David Crosby – Here If You Listen – Bmg Rights Management

Prosegue il filotto di David Crosby, sette dischi in quasi cinquant’anni, di cui però quattro sono usciti negli ultimi quattro anni, uno all’anno, e con una qualità sempre elevata, che quasi si innalza ad ogni nuova uscita. Here If You Listen non fa eccezione, se vogliamo questo potrebbe essere definito un album corale, visto che i nomi degli altri cantanti che appaiono nel disco, ovvero Michael League, Becca Stevens Michelle Willis, sono riportati anche nella copertina del disco, quasi alla pari con quello di Crosby. Definirli “solo” cantanti è forse riduttivo, in quanto la Lighthouse Band, come si sono autodefiniti (nome ispirato dal CD del 2016, Lighthouse appunto), suona anche tutta gli strumenti che appaiono nell’album, ma indubitabilmente quello che affascina in questa nuova opera è l’uso direi quasi celestiale delle voci, con intrecci tra i quattro protagonisti di grande seduzione, il tutto guidati da un David Crosby che sembra avere ritrovato quella serenità, conseguita attraverso un avvicinamento al Buddismo, che gli consente di mostrare una nuova vitalità e una prolificità che non erano mai stati tra i suoi segni distintivi nei suoi anni d’oro, ma anche una malinconia che gli fa dire in un testo di un suo brano “I’ve been thinking about dying/How to do it well”, salvo poi smentirsi in un disco che è comunque meno meditabondo e riflessivo del citato Lighthouse.

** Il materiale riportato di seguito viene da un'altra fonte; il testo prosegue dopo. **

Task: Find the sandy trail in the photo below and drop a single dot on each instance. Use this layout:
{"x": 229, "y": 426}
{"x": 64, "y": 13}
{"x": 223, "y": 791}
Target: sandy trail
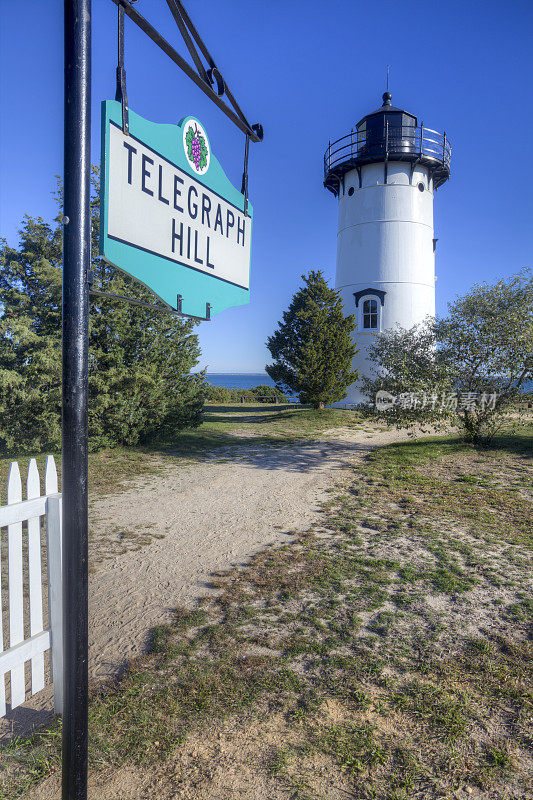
{"x": 213, "y": 514}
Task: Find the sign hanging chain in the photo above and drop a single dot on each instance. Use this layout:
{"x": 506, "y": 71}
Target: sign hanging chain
{"x": 244, "y": 186}
{"x": 121, "y": 95}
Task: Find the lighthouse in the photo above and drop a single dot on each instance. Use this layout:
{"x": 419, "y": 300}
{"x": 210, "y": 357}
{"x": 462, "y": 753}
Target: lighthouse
{"x": 385, "y": 173}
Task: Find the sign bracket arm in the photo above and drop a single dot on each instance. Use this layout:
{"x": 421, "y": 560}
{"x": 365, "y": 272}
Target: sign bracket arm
{"x": 121, "y": 94}
{"x": 162, "y": 309}
{"x": 255, "y": 132}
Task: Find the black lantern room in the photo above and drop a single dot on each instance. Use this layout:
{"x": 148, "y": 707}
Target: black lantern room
{"x": 387, "y": 134}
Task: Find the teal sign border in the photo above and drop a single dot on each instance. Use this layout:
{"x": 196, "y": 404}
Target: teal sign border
{"x": 164, "y": 277}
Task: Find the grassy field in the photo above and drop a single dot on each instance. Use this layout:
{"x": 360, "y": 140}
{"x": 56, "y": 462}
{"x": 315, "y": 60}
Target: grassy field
{"x": 222, "y": 426}
{"x": 383, "y": 654}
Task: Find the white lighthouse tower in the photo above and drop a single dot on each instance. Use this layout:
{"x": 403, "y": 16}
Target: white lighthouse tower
{"x": 385, "y": 173}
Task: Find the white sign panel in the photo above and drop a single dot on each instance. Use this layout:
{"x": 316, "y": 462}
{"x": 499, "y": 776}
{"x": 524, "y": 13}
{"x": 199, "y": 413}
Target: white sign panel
{"x": 157, "y": 207}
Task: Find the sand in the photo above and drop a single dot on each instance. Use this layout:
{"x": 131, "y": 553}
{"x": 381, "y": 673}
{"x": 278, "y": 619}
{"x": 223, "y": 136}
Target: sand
{"x": 211, "y": 514}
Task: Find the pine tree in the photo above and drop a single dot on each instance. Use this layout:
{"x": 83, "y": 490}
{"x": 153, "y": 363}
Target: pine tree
{"x": 312, "y": 347}
{"x": 139, "y": 360}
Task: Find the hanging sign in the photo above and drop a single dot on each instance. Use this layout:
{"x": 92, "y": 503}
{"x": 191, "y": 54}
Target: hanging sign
{"x": 169, "y": 215}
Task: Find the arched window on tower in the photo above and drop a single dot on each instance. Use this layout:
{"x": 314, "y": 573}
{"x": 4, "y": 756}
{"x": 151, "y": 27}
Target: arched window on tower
{"x": 370, "y": 314}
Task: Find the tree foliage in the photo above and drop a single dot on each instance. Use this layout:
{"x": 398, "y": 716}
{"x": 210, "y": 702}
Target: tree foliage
{"x": 467, "y": 367}
{"x": 139, "y": 360}
{"x": 312, "y": 348}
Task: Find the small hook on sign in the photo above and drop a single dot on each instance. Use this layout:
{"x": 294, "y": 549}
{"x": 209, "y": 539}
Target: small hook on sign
{"x": 215, "y": 77}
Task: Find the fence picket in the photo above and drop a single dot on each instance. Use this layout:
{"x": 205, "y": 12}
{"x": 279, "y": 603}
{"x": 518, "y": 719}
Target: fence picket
{"x": 13, "y": 516}
{"x": 55, "y": 593}
{"x": 2, "y": 675}
{"x": 15, "y": 589}
{"x": 50, "y": 476}
{"x": 35, "y": 578}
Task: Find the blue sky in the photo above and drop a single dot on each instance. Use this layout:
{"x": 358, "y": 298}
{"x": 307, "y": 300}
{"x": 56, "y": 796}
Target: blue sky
{"x": 307, "y": 71}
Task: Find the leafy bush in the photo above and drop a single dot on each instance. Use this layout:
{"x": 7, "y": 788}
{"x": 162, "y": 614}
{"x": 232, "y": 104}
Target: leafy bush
{"x": 139, "y": 360}
{"x": 467, "y": 368}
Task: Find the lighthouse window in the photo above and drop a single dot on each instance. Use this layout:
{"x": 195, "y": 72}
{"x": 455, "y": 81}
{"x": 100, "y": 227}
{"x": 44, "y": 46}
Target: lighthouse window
{"x": 370, "y": 314}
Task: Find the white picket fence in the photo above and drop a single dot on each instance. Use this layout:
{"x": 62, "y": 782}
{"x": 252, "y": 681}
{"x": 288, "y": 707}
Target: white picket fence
{"x": 28, "y": 638}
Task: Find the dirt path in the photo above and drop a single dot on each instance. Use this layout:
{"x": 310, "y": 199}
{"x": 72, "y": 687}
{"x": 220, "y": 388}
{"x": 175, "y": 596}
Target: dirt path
{"x": 155, "y": 544}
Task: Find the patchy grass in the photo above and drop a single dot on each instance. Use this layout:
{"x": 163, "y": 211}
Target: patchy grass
{"x": 222, "y": 427}
{"x": 384, "y": 654}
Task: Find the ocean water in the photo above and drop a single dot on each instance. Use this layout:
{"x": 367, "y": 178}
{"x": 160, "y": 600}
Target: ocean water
{"x": 237, "y": 380}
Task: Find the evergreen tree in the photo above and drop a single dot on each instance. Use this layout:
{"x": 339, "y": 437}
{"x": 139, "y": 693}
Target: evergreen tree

Rispetto al precedente Sky Trails, che era comunque un album molto bello, complesso e dalla strumentazione ricchissima https://discoclub.myblog.it/2017/09/28/lo-strano-caso-di-mr-david-crosby-tre-album-in-45-anni-e-poi-tre-in-tre-anni-sta-per-uscire-il-nuovo-sky-trails/ , qui si è optato per un approccio più scarno e disadorno, benché sempre ricco di nuances sonore complesse ed affascinanti, ancora una volta affidate soprattutto al lavoro di Michael League, il leader degli Snarky Puppy, che oltre al proprio strumento, ovvero il basso, suona anche molti tipi di chitarra, acustica, elettrica, fretless, 6 e 12 corde, oltre a diversi tipi di synth, nonché cura la produzione del disco. L’unico “ospite” è Bill Laurance, anche lui del giro Snarky Puppy, impegnato al piano, e coautore in un solo brano, mentre tutte le altre canzoni sono firmate coralmente da tutti i protagonisti e in particolare anche dalle due donzelle, Becca Stevens Michelle Willis, che sono (cant)autrici anche in solitaria di un pezzo ciascuna (la prima con Jane Tyson Clement), oltre a suonare pure diversi strumenti, chitarre, ukulele e charango la Stevens, vari tipi di tastiera, oltre al basso, la Willis.

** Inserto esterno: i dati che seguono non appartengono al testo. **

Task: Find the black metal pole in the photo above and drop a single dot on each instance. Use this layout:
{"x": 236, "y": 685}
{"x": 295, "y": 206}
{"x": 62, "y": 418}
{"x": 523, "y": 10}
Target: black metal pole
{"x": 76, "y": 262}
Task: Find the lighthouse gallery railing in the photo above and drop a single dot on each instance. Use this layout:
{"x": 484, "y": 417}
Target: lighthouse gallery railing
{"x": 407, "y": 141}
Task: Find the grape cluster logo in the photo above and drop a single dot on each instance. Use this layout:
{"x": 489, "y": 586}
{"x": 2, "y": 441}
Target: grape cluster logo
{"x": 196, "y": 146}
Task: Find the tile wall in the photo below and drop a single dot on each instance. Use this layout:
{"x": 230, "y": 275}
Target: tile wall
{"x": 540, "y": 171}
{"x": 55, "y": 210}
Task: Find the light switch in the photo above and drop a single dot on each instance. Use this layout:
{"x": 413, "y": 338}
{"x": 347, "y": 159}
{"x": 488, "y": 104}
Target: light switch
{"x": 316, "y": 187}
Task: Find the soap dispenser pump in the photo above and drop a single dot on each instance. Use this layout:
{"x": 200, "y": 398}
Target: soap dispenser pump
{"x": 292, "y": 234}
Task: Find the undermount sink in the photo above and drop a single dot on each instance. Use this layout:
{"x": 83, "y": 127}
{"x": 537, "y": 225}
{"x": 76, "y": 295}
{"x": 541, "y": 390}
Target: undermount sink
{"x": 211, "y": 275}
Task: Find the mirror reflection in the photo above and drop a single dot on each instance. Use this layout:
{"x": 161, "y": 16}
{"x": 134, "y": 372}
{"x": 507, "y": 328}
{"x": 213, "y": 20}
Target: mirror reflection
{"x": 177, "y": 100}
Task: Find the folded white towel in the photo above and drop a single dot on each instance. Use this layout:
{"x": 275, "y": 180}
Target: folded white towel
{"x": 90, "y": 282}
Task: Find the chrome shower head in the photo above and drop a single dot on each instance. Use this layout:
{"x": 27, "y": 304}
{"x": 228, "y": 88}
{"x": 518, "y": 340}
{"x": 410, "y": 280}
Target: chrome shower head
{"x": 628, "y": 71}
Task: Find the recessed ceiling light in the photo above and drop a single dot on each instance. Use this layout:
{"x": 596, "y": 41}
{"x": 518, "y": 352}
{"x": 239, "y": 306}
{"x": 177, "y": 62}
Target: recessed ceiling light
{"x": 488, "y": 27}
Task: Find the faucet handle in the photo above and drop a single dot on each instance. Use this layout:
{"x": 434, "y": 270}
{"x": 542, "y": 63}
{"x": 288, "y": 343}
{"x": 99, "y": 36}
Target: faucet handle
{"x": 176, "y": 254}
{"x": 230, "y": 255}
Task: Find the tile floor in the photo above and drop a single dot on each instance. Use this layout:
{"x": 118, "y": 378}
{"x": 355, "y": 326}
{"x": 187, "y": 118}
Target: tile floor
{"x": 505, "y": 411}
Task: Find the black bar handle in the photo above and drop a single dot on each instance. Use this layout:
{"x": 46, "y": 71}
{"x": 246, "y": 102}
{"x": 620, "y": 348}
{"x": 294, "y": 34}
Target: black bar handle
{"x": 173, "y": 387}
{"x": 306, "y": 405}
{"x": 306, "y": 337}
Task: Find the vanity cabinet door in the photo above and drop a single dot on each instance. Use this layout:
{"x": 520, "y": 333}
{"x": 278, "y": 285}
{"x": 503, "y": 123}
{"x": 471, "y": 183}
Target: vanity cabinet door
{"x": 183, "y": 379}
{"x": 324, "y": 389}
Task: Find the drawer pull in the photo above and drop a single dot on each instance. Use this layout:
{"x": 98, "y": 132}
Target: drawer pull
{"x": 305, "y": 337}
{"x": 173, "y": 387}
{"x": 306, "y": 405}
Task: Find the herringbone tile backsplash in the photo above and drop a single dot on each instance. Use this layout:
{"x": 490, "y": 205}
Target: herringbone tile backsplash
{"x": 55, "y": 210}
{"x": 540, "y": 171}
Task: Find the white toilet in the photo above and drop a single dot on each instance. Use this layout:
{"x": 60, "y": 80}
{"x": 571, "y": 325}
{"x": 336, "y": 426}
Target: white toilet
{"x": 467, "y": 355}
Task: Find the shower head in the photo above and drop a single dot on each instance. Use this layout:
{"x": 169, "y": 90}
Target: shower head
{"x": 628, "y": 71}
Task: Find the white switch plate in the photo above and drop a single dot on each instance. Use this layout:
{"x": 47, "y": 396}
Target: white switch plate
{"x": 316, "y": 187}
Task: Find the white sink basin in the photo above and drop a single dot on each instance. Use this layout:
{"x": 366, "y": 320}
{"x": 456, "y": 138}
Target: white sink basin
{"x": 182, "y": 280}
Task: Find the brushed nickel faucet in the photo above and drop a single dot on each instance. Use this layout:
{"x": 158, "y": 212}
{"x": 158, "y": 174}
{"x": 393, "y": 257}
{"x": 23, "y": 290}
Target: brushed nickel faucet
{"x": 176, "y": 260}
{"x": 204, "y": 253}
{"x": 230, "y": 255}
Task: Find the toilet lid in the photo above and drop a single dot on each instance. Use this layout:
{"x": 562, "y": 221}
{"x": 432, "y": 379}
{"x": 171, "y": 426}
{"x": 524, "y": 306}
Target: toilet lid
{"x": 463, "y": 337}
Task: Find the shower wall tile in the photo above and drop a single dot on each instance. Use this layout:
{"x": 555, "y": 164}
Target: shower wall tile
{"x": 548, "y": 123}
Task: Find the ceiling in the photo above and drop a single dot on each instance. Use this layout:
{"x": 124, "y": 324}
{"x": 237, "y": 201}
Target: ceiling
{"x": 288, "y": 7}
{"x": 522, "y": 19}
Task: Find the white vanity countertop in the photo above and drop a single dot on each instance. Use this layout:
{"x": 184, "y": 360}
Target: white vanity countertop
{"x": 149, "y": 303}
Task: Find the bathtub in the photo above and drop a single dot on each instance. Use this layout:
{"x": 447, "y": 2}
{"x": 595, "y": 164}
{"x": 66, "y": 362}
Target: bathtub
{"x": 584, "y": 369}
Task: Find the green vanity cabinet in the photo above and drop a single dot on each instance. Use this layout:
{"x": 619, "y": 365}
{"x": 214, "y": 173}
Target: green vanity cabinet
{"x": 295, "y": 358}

L’apertura è affidata alla splendida Glory, una ballata che rimanda al repertorio storico di David, una chitarra elettrica “trattata”, poi l’acustica di Crosby e la sua voce, delle tastiere di supporto,un liquido piano elettrico in particolare, il basso di League, anche all’acustica, mentre le due voci femminili si alternano a quella di Crosby, prima di intrecciarsi in spericolate e corali armonie vocali di grande fascino, con dei rimandi ai vecchi CSNY ma anche alla Joni Mitchell migliore. Vagrants Of Venice ricorda vecchi incontri con la città italiana, sul suono quasi modale della 7 corde elettrica della Stevens, lo schioccare delle dita che dà il ritmo, e la voce di David tornata forte e sicura che si intreccia con quella delle due ragazze che mi hanno ricordato come timbro vocale e fascino quello che avevano le Roches, non dimenticate interpreti della scena newyorchese, città dove è stato registrato questo disco, la musica scorre fluida e con equilibri sonori perfetti; 1974 profuma sempre di nostalgia del passato proiettata però su un presente sereno e senza rimpianti, lo scat vocale del leader, intrecciato con una chitarra acustica, man mano si arricchisce di una 12 corde, del basso sinuoso di League, di organo e synth, e delle voci calde e guizzanti delle ragazze.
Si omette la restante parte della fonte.